New year = new goals.
That’s true for you and the people who report to you. Most of your employees will be comfortable and reasonably engaged with the whatever goal setting flavor you’re trying to sell them on, but the reality is that some folks might flat out object. When the people we manage don’t jump on board with the enthusiasm we hope for when we talk goals, you need a plan to get the conversation back on track.
Generally, objections to goal setting will come in two flavors. Here’s what they sound like, when you should expect them, and what to do about them:
“I’m not the goal-setting-type.” If your or your company’s management philosophy/style involves employee participation during the goal setting process, this objection will come during your request for your employee’s participation. It really signals their unclear related to the broader purpose of goal setting at your company or on your team. They liken goal setting to new years resolutions.
What To About It: Since you’re really asking them to prioritize accomplishing a set of clearly stated objectives and track progress. handle the “this isn’t my style” line by politely and directly stating that you’d like them to play a role in setting up goals because you value their input. If they still give you push back, let them know they’ll still be evaluated against goals— whether or not they offer their input.
“That goal is not achievable.” This objection will come when you’re laying out a final list of goals with employees. It signals that you’re employee is feeling overwhelmed in the face of the (big) task you’re asking them to own.

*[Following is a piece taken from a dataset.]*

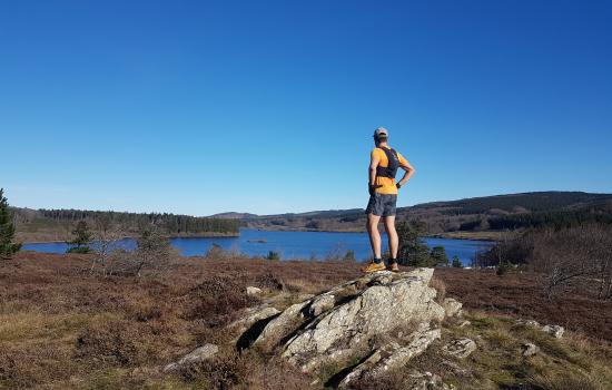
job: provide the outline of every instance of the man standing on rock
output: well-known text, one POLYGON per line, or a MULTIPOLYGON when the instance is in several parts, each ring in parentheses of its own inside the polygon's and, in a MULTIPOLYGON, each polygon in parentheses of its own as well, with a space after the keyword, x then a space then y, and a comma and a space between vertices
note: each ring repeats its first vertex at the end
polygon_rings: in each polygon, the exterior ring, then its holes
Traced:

What To Do About It: Consider whether their concern is valid, and if you’re certain that the goal is reasonable, pour a little sugar on by explaining what strengths, skills, experiences, and resources they have at their disposal making the goal achievable. If they’re still feeling overwhelmed, spend a little extra time breaking the broader goal into smaller, actionable steps. If you’re asking them to innovate, remind them that you’re not asking them to develop a solution by tomorrow. Advise them to spend some time chewing on it and agree to meet and discuss at a later date.
Sometimes you’ll have to put your sales hat on and sell them on the idea that the goal-setting process, or a specific goal, really is worth the time and energy. Good thing you’ve got the skills to make it happen in a way that will make your employee feel confident and while still getting the performance you need.